Crossing Borders 12: A Steam Train Trip 100 Years Ago

“Over the river and through the woods to grandmother’s house we go,” is a line from a popular Christmas song. Some of you may visit grandparents this holiday season. This story, however, is about my grandmother visiting me.

After graduating from university in Georgia, I moved from Atlanta to Columbia, South Carolina to begin my work career with the NCR Corporation. My parents, sister and grandmother came for a weekend visit. After showing them around the city, we decided to eat at California Dreaming, a restaurant located inside Columbia’s former Union railway station. My grandma gazed at the décor and tall southern-facing windows. She seemed to be contemplating something. Finally, she spoke.

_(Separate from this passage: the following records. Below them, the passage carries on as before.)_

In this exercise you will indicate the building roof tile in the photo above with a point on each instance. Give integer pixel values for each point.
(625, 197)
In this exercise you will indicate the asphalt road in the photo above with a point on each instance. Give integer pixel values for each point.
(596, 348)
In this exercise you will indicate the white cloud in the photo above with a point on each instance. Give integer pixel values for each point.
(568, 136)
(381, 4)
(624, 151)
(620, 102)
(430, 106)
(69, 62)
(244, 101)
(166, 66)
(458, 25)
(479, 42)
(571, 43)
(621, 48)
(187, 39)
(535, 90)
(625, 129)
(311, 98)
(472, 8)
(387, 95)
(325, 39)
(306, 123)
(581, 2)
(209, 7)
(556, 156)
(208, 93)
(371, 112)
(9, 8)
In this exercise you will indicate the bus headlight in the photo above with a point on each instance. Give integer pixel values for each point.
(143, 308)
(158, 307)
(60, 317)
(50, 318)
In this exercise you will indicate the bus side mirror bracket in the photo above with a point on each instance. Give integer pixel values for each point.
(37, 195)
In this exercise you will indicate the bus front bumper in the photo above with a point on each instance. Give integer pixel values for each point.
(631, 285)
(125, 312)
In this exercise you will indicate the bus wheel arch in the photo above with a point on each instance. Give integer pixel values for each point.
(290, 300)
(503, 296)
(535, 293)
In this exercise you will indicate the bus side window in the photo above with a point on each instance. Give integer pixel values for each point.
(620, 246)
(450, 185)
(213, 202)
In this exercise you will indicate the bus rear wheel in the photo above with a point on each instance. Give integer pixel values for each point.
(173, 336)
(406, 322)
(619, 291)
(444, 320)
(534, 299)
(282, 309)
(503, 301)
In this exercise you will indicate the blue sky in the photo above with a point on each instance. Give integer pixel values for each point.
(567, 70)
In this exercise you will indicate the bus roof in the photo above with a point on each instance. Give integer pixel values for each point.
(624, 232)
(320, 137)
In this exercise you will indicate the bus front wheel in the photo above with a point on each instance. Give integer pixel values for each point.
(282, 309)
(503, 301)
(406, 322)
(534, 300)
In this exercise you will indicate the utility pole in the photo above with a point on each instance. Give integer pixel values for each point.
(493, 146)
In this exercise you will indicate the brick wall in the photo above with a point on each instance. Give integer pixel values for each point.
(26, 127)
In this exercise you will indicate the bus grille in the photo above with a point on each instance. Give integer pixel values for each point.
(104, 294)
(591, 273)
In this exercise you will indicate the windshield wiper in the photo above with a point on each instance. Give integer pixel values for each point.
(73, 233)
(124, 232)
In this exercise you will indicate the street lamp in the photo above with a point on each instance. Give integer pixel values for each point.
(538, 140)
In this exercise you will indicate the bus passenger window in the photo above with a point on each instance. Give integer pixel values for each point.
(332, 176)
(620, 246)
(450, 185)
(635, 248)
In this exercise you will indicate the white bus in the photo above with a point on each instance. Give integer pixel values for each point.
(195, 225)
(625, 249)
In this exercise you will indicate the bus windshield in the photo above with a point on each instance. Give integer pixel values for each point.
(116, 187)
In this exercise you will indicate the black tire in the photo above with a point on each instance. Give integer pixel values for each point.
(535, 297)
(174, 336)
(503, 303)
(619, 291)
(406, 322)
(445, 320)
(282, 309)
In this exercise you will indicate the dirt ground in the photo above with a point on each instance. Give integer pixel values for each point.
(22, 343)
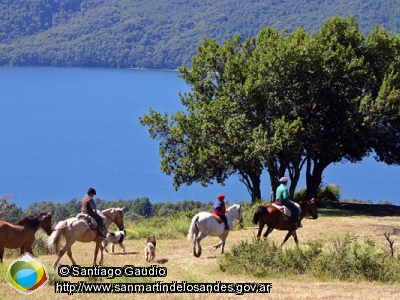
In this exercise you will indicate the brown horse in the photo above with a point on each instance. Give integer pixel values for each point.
(272, 217)
(22, 233)
(74, 229)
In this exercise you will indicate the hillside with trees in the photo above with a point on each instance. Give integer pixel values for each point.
(284, 103)
(158, 34)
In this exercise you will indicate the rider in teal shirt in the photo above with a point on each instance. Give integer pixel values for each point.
(282, 194)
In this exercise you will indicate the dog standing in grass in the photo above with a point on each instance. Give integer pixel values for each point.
(113, 239)
(150, 249)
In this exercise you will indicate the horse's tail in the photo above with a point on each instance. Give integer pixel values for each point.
(193, 231)
(258, 213)
(53, 242)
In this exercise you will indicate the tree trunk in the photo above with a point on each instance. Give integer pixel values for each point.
(252, 181)
(314, 176)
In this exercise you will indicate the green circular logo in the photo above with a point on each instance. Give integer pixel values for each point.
(26, 274)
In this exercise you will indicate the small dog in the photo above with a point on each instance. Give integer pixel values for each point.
(114, 238)
(150, 249)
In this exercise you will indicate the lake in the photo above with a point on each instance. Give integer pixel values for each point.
(66, 129)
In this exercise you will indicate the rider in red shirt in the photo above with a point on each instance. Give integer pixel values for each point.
(219, 209)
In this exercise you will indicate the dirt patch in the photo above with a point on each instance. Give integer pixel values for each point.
(378, 210)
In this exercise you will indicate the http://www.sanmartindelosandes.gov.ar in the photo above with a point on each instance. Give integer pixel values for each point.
(27, 274)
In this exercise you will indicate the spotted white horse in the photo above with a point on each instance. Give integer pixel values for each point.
(206, 223)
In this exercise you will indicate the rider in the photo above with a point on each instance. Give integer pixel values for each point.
(282, 194)
(89, 208)
(219, 209)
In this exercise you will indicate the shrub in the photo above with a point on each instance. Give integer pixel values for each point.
(348, 260)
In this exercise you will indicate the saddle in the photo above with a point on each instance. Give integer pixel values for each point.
(285, 211)
(218, 219)
(88, 219)
(152, 239)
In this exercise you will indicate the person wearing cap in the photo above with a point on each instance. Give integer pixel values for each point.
(282, 194)
(219, 209)
(89, 208)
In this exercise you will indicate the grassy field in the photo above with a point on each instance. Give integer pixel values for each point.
(175, 254)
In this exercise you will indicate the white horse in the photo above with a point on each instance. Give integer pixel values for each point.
(205, 223)
(74, 229)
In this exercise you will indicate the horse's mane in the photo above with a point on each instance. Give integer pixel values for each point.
(33, 221)
(231, 207)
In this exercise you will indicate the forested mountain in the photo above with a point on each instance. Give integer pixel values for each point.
(157, 33)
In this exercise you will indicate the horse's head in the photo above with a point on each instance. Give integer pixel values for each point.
(116, 215)
(239, 212)
(45, 222)
(312, 208)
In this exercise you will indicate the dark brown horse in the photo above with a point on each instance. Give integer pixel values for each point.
(22, 233)
(272, 217)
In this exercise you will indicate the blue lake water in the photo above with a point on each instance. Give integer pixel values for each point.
(63, 130)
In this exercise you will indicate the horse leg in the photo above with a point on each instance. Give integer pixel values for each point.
(295, 237)
(28, 248)
(268, 231)
(96, 251)
(69, 253)
(217, 246)
(261, 225)
(202, 236)
(66, 248)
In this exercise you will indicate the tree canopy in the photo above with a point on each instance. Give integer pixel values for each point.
(283, 102)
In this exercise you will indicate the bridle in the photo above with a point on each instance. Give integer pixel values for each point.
(310, 207)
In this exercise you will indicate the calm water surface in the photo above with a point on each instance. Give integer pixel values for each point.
(65, 129)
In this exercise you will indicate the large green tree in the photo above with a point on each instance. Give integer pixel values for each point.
(282, 101)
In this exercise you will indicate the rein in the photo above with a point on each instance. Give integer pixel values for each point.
(112, 221)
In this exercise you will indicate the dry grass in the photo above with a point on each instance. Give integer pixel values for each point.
(176, 256)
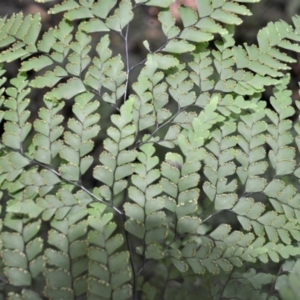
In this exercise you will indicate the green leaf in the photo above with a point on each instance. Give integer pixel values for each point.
(122, 16)
(18, 276)
(225, 201)
(188, 225)
(178, 46)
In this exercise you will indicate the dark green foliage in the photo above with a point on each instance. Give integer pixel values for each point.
(216, 215)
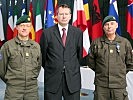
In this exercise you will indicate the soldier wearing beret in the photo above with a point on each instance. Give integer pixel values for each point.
(110, 57)
(20, 63)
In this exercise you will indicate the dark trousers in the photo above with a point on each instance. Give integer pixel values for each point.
(103, 93)
(62, 92)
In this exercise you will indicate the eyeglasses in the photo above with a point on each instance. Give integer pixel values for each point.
(25, 25)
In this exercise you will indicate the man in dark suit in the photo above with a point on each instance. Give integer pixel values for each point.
(61, 58)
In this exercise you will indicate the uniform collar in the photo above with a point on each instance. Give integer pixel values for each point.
(116, 40)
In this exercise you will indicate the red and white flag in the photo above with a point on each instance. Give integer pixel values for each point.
(79, 20)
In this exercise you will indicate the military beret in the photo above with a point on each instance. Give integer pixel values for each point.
(23, 19)
(107, 19)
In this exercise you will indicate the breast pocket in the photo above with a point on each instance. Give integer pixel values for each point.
(15, 59)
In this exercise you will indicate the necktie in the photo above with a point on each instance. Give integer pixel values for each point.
(64, 36)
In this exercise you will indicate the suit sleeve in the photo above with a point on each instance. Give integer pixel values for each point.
(43, 45)
(80, 47)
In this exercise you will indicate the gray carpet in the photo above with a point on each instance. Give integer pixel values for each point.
(85, 93)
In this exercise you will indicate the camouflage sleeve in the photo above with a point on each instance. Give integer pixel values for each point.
(3, 62)
(91, 56)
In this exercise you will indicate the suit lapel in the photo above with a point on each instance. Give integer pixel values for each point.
(69, 35)
(57, 34)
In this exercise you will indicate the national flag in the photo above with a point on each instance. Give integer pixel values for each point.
(55, 11)
(113, 10)
(44, 17)
(49, 20)
(130, 18)
(2, 37)
(38, 25)
(23, 8)
(32, 33)
(80, 20)
(15, 11)
(97, 30)
(9, 34)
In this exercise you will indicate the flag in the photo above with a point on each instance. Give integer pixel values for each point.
(97, 30)
(80, 20)
(45, 5)
(15, 11)
(113, 10)
(130, 18)
(2, 37)
(38, 25)
(9, 34)
(49, 20)
(55, 13)
(23, 8)
(32, 32)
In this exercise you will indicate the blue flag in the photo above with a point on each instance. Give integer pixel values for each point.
(113, 10)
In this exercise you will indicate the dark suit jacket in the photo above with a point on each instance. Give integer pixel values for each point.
(55, 57)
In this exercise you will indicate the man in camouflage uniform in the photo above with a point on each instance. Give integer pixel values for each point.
(111, 57)
(20, 63)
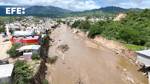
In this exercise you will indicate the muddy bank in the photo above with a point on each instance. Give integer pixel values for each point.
(87, 62)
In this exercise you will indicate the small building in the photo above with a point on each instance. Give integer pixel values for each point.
(29, 50)
(6, 73)
(25, 37)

“I’ve been here before,” she pronounced, “but not to eat.” When asked for details, she continued. “I was here in 1925 to change trains.”

Union Station was built in 1902. Like many cities that grew up around transport hubs, Columbia had multiple train stations.  Sometimes this was based on geographical orientation, such as north-to-south or east-to-west. More often, it was the result of competition between private railroad companies. In 1900, Columbia was served by five different railroads. For passengers, it could be a hassle to change trains, especially in bad weather.

My grandmother’s story is as interesting as the train station’s. Born in 1905, she grew up in the Deep South in an era when most women worked around the home, primarily as farmers, mothers and housekeepers. With an interest in mathematics, she graduated from high school and attended Georgia’s state teachers’ college in Athens, known as the State Normal School. She graduated in 1925. With her new diploma, she set out by herself on a steam train journey to Murrells Inlet, South Carolina. Here she taught plane and solid geometry.

Her solo train trip took her through eastern Georgia and across the state of South Carolina. She traveled on the Southern Railway through Augusta to Columbia. From here, the journey became more complicated, as the Southern Railway ran south to Charleston and Savannah, but no tracks ran east. Therefore, at Columbia’s Union Station, she changed to the Atlantic Coast Railroad’s service to North Carolina, crossing another border into that state. There, she changed trains again for a southbound train to Myrtle Beach.

In today’s world of automobiles, interstate highways, and jet airplanes, we do not realize how long and cumbersome, not to mention dangerous, an interstate train trip was in the 1920s. For a single woman traveling alone, that was quite a journey.

In the fall of 1991, a few years after my grandmother’s visit, I had the rare opportunity to board a steam-powered passenger train at Union Station. It was a special excursion train sponsored by the National Railway Historical Society, South Carolina Railroad Museum, and the Norfolk Southern Railroad. The train was pulled by the beautiful class J steam locomotive, number 611. A special highlight was returning to Columbia that evening and watching the wide-eyed faces of the diners at California Dreaming as the huge steam engine pulled in to what was once a busy train station.

Engine #611, while retired from passenger service in 1959, has been restored several times and continues to make special excursions around the southeast.

As you travel this holiday season, stay safe. And as you are going, take a moment to reflect on what it was like to travel across state borders 100 years ago in the bygone era of steam trains.